We performed probabilistic sensitivity analysis for proving generalizability of our findings. The analysis showed similar results to one-way sensitivity analysis. The differences between the V0 values calculated using MSM-dg versus MSM-kf were in the range of − 91,300 USD and 75,700 USD in 95% of the results while that of V1 values ranged from − 108,300 USD and 98,600 USD. These amounts are also difficult to ignore.

The reason for this difference can be partially explained by the characteristics of MSM-dg which ignored time-dependent variety of patients within a single health states. A cohort with eGFR of 55 mL/min/1.73m2 (CKD G3a) at the beginning of a simulation, for instance, should have time-dependent transition probabilities to G3b because the fraction of patients with eGFR close to 45 mL/min/1.73 m2 (threshold between CKD G3a and G3b) will increase as the time goes, under the assumption of constant eGFR decline.

Policymakers can use cost-effectiveness studies to determine whether a given intervention is worth paying for. CKD is a common and lifelong disease with treatments available that may slow its progression to ESRD. Based on the results of our study, MSM-dg and MSM-kf based on different health states assumptions may produce different conclusions. In particular, compared to MSM-kf, MSM-dg showed shorter or smaller results in life-years and utilities, and estimated costs. The differences the between the V0 and V1 values were distributed bilaterally across zero, and the margins were relatively large. At a glance, MSM-kf emulates the real world more precisely from the clinical viewpoint. However, MSM-dg is easier to understand than MSM-kf, and it is more easily implemented using commercially available software. Simulation methods cannot avoid inaccuracy, and investigators must consider the biases inherent to the calculation methods they utilize. Our results may help clarify the biases derived from the selection of MSM-dg or MSM-kf for future CKD cost-effectiveness researchers.

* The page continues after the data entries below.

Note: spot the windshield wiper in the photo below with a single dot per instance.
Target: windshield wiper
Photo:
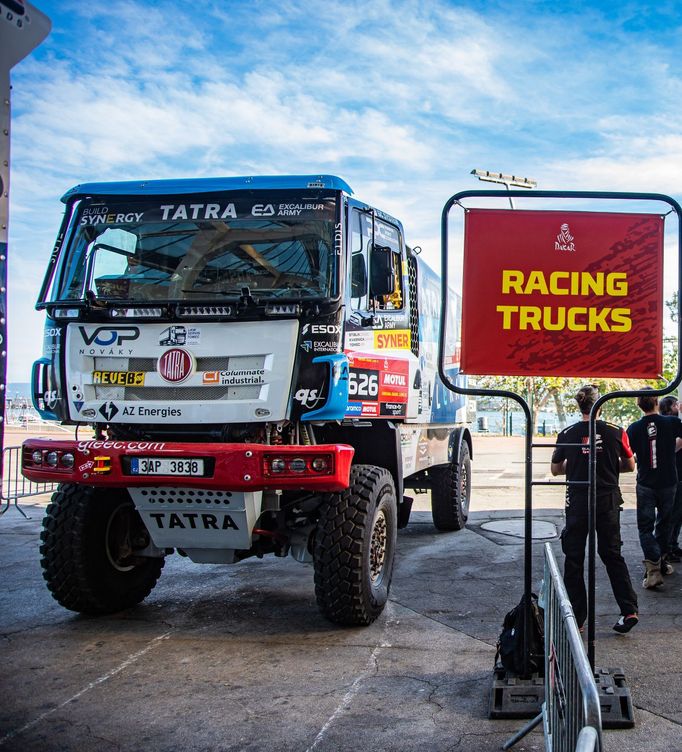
(233, 293)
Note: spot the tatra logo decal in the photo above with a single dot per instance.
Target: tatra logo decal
(175, 365)
(106, 335)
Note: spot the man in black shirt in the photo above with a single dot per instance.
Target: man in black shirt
(670, 406)
(653, 440)
(613, 456)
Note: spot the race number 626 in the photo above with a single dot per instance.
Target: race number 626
(363, 383)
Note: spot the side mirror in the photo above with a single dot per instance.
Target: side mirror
(382, 280)
(358, 276)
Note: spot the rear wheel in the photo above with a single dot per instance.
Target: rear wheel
(89, 540)
(355, 547)
(451, 491)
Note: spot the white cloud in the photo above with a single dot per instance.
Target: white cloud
(400, 97)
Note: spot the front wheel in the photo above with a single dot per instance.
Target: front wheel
(355, 546)
(451, 491)
(89, 541)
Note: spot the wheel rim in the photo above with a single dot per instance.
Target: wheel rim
(463, 489)
(377, 547)
(118, 538)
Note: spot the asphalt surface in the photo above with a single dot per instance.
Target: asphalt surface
(238, 658)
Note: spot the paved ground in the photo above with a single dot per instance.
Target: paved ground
(237, 658)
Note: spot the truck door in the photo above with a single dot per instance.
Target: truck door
(377, 333)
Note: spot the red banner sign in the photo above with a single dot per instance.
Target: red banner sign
(551, 293)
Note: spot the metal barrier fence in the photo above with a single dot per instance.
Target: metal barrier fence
(572, 715)
(14, 486)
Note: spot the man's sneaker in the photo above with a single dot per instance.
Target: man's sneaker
(626, 623)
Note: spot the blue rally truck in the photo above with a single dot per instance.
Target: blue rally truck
(258, 360)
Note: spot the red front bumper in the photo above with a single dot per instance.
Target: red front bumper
(235, 467)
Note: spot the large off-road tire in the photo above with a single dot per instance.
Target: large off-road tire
(87, 550)
(355, 547)
(451, 491)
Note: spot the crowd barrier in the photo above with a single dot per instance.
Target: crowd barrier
(571, 713)
(14, 486)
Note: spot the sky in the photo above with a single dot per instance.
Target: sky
(400, 98)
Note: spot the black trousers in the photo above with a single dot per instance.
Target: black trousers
(573, 540)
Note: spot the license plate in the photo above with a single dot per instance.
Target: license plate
(166, 466)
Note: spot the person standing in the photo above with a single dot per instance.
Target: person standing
(653, 440)
(670, 406)
(571, 457)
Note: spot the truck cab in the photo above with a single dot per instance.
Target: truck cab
(258, 359)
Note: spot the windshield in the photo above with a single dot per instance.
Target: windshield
(198, 248)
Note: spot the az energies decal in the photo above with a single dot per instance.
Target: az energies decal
(377, 387)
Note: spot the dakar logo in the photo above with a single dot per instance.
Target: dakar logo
(564, 240)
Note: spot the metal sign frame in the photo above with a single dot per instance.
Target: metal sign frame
(592, 478)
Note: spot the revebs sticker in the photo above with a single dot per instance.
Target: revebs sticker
(379, 386)
(119, 378)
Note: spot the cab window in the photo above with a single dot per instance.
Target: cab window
(375, 270)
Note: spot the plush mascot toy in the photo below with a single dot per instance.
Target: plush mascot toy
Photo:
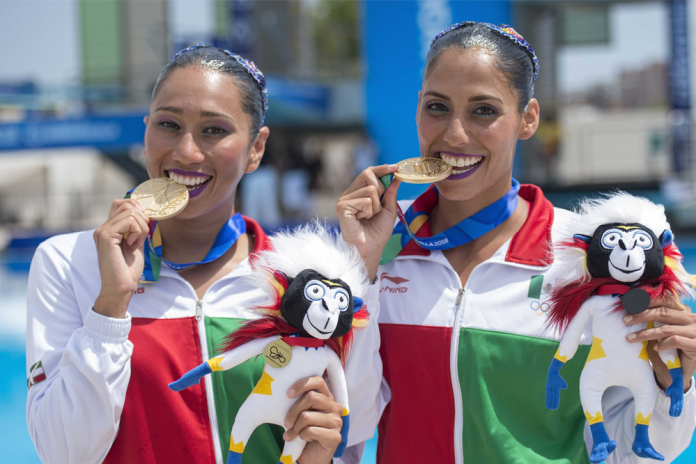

This research has several limitations. First, we ignored major parameters affecting CKD progression such as race, ethnicity, and major cardiovascular risks for simplicity. Second, we did not consider kidney transplantation, which has a different cost structure than dialysis as RRT. Kidney transplantation is relatively inexpensive, and has become a considerable option for ESRD patients. This time we did not include kidney transplantation in our models to maintain simplicity, but it may be possible to include post-transplantation status into the models after reliable cost and utility data are accumulated. Third, we assumed constant eGFR decline rates, which is widely believed but sometimes pointed out to be incorrect. However, even when non-linear decline was assumed, our method of comparison could be applied even though it may become complicated, and similar difference would be possibly shown. Lastly, we only showed difference in calculation results, but we could not definitively determine which model is superior because of limited reliable accuracy indicators. Nevertheless, we believe this information is important.

Conclusions

MSM-dg, based on a conventional discrete state transition assumption, tends to show smaller results in utilities and larger ones in costs compared to more-realistic MSM-kf, based on the assumption of continuous state change in CKD disease modeling. The selection of a disease modelling method in cost-effectiveness researches of CKD intervention causes difficult-to-ignore fluctuations in their conclusions.